3.2 Data preprocessing

Before using the data for the deep learning model, data preprocessing is essential to make it understandable and learnable by the model. The NSL-KDD dataset is a clean dataset without any empty or Not a Number (NaN) entries. Nan entries are not understood by a machine learning model and thus should be removed before training a model. So in this work, data preprocessing consists of two steps: encoding and normalization.

3.2.1 Encoding

Deep learning models only understand numeric values, that’s why the non-numeric attributes have to be encoded in some way to be understood by the model. In this work, the three non-numeric attributes were converted into numerical ones using one-hot encoding. One-hot encoding is the most common algorithm for addressing multi-labeled data due to its simplicity [47]. One-hot encoding is converting each categorical value into a new categorical column and assign a binary value of 1 or 0 to those columns. Each integer value is represented as a binary vector. All the values are zero, and the index is marked with a 1 as shown in Fig. 3 [47]. This transformation results in increasing the number of attributes from 41 to 122. The classification labels are also transformed using one-hot encoding. This converts the 1 column classification into five columns representing the normal class and the four attack types. This encoding is achieved with the OneHotEncoder class from the scikit-learn library [48]. Various encoding techniques were tested in this work, and one-hot encoding was chosen as it provided best results.

Fig. 3
figure 3

One-hot encoding [49]

3.2.2 Normalization

Scaling the data is an important part of data preprocessing in deep learning by mapping the values into a specific range. This process helps the deep learning model and speeds up the training process. Scaling can be achieved using normalization, where one of the most common normalizers is the MinMaxScaler from the scikit-learn library which was used in this work. The normalization is done by subtracting each value from the minimum value in its column and dividing by the range (Max value–Min value) as shown in Eq. 1. Several normalizers were tested in the process of this research; eventually, MinMaxScalar was chosen for providing best results.

$$\begin{aligned} {x}_{scaled} = \frac{{x} - \min (x) }{\max (x) - \min (x)}[50]. \end{aligned}$$
(1)

After applying one-hot encoding and normalization on the train dataset, two approaches are implemented. The first approach is to train on the entire KDDTrain dataset and use the KDDTest as the testing dataset. The second approach is to split the KDDTrain dataset into a 75%, 25% parts and use the 75% for training and 25% for testing. In both cases, the test dataset is a set of samples that have not been seen while training the model.

3.2.3 Class balancing

As shown in the dataset description subsection, the NSL-KDD suffers from the class imbalance problem. This appears in how the normal traffic compromises 53.45%, while the U2R traffic compromises 0.04% of the dataset. This problem creates a false high accuracy because the model will be trained to classify the majority class while ignoring the minority classes. Achieving high accuracies that does not correctly reflect the performance of the model is called an accuracy paradox [51]. This imbalance problem is well-known to be dealt with by oversampling and undersampling [52]. In this work, an advanced approach based on the work of [42] is proposed by oversampling the dataset using ADASYN instead of SMOTE and undersampling the output using TomekLinks with the addition of dropping the normal traffic in the multi-class classification case. This proposed data resampling method will be referred to as ADASYN + TomekLinks.
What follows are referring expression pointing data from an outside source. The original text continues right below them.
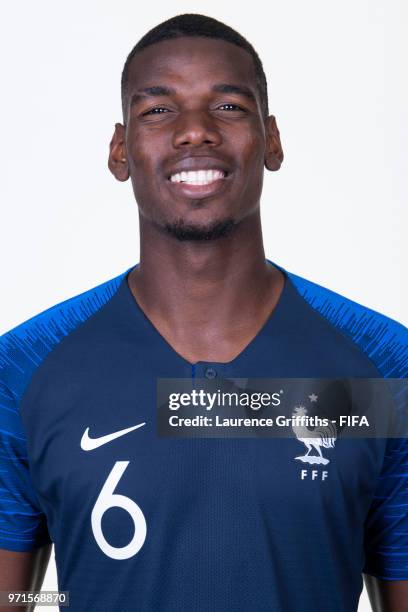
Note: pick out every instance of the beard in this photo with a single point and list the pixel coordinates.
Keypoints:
(185, 231)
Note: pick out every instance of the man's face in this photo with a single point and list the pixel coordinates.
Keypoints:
(194, 140)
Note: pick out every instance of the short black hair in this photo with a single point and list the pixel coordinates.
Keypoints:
(193, 24)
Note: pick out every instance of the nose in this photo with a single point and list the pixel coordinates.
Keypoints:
(195, 128)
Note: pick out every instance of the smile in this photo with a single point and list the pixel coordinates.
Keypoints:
(198, 177)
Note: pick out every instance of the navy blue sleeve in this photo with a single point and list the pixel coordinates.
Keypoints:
(386, 530)
(23, 525)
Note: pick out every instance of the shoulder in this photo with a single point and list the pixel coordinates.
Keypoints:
(24, 348)
(382, 339)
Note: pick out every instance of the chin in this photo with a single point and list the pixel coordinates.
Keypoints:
(183, 230)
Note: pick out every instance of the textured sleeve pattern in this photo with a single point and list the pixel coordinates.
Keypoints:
(23, 524)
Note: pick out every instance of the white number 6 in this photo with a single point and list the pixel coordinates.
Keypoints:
(108, 499)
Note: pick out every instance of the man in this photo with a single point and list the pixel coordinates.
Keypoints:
(149, 523)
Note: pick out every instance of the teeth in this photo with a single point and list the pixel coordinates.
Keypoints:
(197, 177)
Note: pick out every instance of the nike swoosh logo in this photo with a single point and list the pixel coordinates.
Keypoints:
(88, 443)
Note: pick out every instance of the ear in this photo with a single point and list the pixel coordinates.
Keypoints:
(118, 163)
(273, 147)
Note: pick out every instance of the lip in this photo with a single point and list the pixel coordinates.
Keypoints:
(198, 162)
(199, 192)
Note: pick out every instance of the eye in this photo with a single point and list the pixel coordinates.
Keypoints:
(157, 110)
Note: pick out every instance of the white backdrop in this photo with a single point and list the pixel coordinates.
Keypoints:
(335, 213)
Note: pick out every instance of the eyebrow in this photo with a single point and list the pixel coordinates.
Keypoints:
(162, 90)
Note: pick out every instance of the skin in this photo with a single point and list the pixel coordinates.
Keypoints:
(207, 298)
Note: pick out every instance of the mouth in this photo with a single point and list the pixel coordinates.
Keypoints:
(198, 177)
(199, 183)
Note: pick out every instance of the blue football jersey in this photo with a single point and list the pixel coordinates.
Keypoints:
(154, 524)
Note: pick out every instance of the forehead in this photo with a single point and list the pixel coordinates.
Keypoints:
(190, 61)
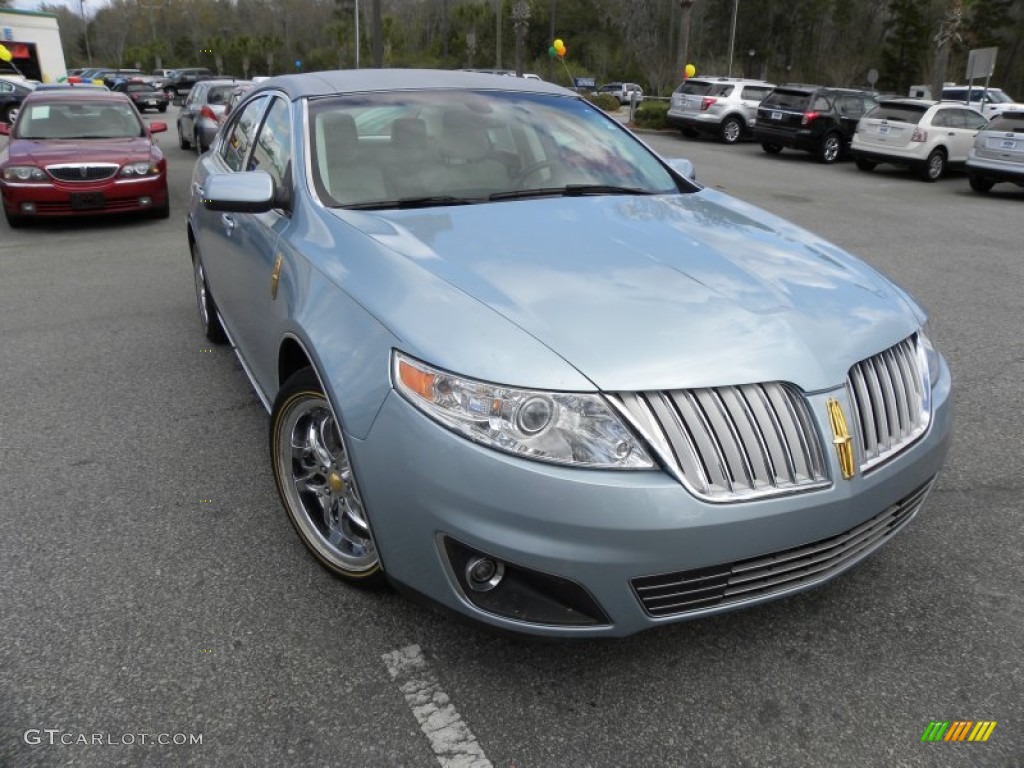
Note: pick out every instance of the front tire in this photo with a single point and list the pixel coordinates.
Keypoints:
(935, 166)
(208, 317)
(730, 131)
(316, 482)
(980, 183)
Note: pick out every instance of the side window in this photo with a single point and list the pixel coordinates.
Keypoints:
(240, 134)
(272, 150)
(975, 121)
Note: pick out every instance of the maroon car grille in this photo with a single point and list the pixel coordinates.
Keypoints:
(83, 171)
(729, 584)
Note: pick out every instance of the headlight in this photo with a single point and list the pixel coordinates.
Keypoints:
(930, 354)
(139, 169)
(559, 427)
(24, 173)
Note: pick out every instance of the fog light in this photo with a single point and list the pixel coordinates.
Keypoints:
(483, 574)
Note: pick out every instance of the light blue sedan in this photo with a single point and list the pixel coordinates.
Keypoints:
(521, 366)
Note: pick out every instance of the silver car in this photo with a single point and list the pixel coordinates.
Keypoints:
(518, 364)
(726, 108)
(997, 154)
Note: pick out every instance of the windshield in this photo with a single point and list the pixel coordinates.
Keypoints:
(450, 147)
(78, 120)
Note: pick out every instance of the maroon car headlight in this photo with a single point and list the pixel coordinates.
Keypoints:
(24, 173)
(140, 169)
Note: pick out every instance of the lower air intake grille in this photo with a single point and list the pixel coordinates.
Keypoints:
(693, 591)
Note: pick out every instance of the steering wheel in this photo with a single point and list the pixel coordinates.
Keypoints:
(528, 171)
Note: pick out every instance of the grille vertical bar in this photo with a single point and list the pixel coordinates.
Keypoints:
(888, 393)
(728, 443)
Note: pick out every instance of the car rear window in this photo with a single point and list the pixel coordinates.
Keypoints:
(781, 99)
(693, 88)
(898, 113)
(219, 94)
(1008, 121)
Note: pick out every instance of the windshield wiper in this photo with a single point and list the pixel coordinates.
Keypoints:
(422, 202)
(569, 190)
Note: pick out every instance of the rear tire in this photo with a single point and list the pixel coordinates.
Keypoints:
(935, 166)
(980, 183)
(829, 148)
(730, 131)
(316, 482)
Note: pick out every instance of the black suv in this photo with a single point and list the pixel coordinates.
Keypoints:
(814, 118)
(181, 82)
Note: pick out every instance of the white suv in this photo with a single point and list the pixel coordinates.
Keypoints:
(926, 136)
(726, 107)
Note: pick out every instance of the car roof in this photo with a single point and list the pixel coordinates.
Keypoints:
(342, 81)
(76, 94)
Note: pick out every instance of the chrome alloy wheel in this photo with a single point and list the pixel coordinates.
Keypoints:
(317, 485)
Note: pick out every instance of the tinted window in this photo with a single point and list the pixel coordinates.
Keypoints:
(272, 150)
(1008, 121)
(240, 134)
(780, 99)
(693, 88)
(898, 113)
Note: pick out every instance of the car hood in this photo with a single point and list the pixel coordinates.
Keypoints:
(78, 151)
(659, 292)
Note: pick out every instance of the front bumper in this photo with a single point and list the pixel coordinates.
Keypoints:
(608, 532)
(55, 199)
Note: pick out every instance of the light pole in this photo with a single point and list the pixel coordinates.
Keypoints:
(732, 35)
(85, 24)
(520, 20)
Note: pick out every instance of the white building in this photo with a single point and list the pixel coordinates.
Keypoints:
(34, 41)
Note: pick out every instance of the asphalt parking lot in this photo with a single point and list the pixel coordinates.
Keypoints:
(154, 588)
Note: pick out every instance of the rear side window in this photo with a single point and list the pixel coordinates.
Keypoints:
(779, 99)
(1008, 121)
(693, 88)
(898, 113)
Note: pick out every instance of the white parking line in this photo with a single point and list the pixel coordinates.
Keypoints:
(450, 737)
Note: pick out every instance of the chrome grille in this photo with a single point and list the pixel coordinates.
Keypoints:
(727, 443)
(82, 171)
(889, 395)
(701, 589)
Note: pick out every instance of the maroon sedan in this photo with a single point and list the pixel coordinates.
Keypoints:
(78, 152)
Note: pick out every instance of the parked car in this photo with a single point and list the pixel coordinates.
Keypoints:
(623, 91)
(989, 101)
(11, 94)
(725, 107)
(200, 118)
(81, 152)
(144, 96)
(997, 154)
(813, 118)
(182, 81)
(477, 392)
(926, 136)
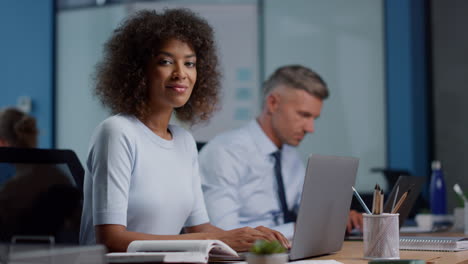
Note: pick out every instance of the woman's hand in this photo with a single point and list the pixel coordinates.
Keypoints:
(241, 239)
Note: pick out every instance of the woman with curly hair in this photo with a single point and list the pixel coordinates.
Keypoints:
(141, 180)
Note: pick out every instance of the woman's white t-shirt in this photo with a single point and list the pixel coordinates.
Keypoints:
(139, 180)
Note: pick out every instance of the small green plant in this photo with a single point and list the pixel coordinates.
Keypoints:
(263, 247)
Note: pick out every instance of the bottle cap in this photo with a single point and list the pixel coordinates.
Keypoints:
(436, 165)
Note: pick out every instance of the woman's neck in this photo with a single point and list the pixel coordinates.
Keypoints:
(158, 122)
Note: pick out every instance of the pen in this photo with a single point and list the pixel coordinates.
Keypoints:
(400, 202)
(374, 199)
(394, 199)
(360, 200)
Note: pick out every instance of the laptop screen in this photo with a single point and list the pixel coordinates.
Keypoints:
(40, 198)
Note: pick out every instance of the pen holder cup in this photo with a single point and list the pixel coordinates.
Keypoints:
(466, 218)
(381, 236)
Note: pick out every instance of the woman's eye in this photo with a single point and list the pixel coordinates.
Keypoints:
(190, 64)
(165, 62)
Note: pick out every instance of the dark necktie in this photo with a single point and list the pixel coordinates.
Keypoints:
(289, 216)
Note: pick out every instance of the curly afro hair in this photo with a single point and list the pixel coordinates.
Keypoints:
(121, 77)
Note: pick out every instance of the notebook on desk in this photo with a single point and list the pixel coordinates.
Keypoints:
(434, 243)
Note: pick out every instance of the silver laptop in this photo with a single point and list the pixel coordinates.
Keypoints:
(326, 199)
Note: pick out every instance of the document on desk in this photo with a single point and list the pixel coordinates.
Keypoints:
(311, 261)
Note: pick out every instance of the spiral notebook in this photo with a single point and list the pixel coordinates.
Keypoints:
(434, 243)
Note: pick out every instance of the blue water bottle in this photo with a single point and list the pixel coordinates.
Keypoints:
(437, 190)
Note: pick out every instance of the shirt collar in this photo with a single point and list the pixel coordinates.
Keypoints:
(262, 141)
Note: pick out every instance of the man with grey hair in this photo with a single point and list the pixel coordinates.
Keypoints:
(253, 175)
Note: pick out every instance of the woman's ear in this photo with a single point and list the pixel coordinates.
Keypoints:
(4, 143)
(272, 102)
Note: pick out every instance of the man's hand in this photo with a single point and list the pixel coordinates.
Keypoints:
(241, 239)
(354, 221)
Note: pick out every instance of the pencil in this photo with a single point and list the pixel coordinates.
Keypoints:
(400, 202)
(381, 202)
(374, 197)
(394, 199)
(360, 200)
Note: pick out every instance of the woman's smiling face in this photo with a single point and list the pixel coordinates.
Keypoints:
(172, 75)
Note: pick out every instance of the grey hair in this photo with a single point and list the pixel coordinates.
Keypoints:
(298, 77)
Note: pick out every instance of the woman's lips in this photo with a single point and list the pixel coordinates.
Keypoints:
(177, 87)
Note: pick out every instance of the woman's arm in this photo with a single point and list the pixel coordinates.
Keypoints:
(117, 238)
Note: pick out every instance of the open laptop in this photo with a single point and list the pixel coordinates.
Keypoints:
(324, 208)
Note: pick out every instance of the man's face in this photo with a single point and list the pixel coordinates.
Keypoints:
(293, 113)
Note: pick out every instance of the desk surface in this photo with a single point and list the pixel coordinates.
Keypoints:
(352, 252)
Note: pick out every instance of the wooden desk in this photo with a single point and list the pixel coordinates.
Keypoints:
(352, 253)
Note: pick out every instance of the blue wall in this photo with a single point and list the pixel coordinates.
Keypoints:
(407, 87)
(26, 52)
(27, 44)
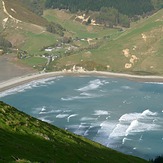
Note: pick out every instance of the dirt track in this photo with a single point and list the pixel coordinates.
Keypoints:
(9, 68)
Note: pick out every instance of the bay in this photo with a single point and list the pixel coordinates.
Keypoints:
(121, 114)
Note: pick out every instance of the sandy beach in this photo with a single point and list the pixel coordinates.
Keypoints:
(13, 82)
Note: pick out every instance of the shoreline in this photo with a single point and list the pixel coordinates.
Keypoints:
(14, 82)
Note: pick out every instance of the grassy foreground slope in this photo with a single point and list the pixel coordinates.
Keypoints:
(24, 138)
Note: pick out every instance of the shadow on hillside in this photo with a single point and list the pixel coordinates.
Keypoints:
(14, 146)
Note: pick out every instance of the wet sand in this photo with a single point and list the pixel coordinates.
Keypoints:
(13, 74)
(13, 82)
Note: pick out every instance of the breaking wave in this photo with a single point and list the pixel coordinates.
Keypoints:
(30, 85)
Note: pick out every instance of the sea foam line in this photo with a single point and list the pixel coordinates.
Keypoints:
(30, 85)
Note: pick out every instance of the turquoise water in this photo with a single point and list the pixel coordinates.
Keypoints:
(118, 113)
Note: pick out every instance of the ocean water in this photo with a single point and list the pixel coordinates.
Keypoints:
(118, 113)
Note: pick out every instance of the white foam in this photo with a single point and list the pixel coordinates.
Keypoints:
(148, 113)
(30, 85)
(124, 140)
(73, 115)
(136, 127)
(47, 112)
(127, 118)
(134, 124)
(88, 119)
(126, 87)
(101, 112)
(118, 131)
(94, 84)
(83, 96)
(45, 120)
(62, 115)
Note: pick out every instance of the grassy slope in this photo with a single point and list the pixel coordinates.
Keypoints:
(33, 37)
(24, 137)
(149, 52)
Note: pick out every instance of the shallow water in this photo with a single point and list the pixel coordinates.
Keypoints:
(118, 113)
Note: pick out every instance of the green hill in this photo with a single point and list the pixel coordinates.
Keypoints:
(134, 50)
(26, 139)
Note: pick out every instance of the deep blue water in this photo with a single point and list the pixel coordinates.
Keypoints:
(118, 113)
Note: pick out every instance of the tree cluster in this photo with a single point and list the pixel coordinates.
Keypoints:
(4, 44)
(55, 28)
(126, 7)
(36, 6)
(158, 159)
(111, 17)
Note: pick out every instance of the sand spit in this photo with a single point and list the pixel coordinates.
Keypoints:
(30, 77)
3.2.3.1 Dropping normal traffic

In the case of multi-class classification, the normal traffic is dropped from both the train and test datasets. This is implemented to let the model focus more on classifying the attack type without confusing it with a normal sample. This is done under the assumption of having two-stage NIDS which will first identify an attack then identify its type. The distribution of the dataset samples after dropping normal traffic is shown in Fig. 4.

Fig. 4
figure 4

Distribution of samples in each class in NSL-KDD dataset after dropping normal traffic

3.2.3.2 ADASYN

Using ADASYN algorithm generates synthetic samples according to the level of difficulty in learning a specific minority class samples. Thus, more synthetic samples are generated for the minority classes that are relatively harder to learn due to their small count. It generates samples along the line segments between the k minority classes nearest neighbors [53]. The ADASYN algorithm can be further clarified as explained in Algorithm 1. However, ADASYN does not take into consideration that neighboring examples may come from other classes. This may create an overlap between classes that can be solved by undersampling. Although ADASYN was designed as an improvement to SMOTE, the literature of comparisons between them does not unanimously favor either of the two [53]. The distribution of the dataset samples after dropping normal traffic and oversampling is shown in Fig. 5.

figure a
Fig. 5
figure 5

Distribution of samples in each class in NSL-KDD dataset after dropping normal traffic and oversampling

3.2.3.3 TomekLinks

TomekLinks are a pair of samples belonging to different classes, but they are each other’s nearest neighbor [54]. This is done by going over minority class samples and calculated the neighbor with the lowest Euclidean distance. If this nearest neighbor turns out to belong to the majority class, it is removed [54]. The presence of these pairs makes it ambiguous to distinct between classes so removing it helps in training the model [55].

3.2.3.4 ADASYN+TomekLinks

In this paper, a combination of ADASYN and Tomekinks is used to oversample the data. TomekLinks is used after ADASYN to remove the noise that is generated with the oversampling. This removes neighbors of different classes to make the learning process easier. The proposed algorithm is shown in Algorithm 2. The distribution of the dataset samples after dropping normal traffic and oversampling+undersampling is shown in Fig. 6.

figure b
Fig. 6
figure 6

Distribution of samples in each class in NSL-KDD dataset after dropping normal traffic and oversampling+undersampling

The distribution of the dataset in all preprocessing stages is shown in Table 5. It should be noted that the above-mentioned data resampling algorithms are only applied on the training dataset and not the test dataset. Applying those techniques on the test dataset would generate similar patterns in both training and test datasets, which will result in overestimated results [56].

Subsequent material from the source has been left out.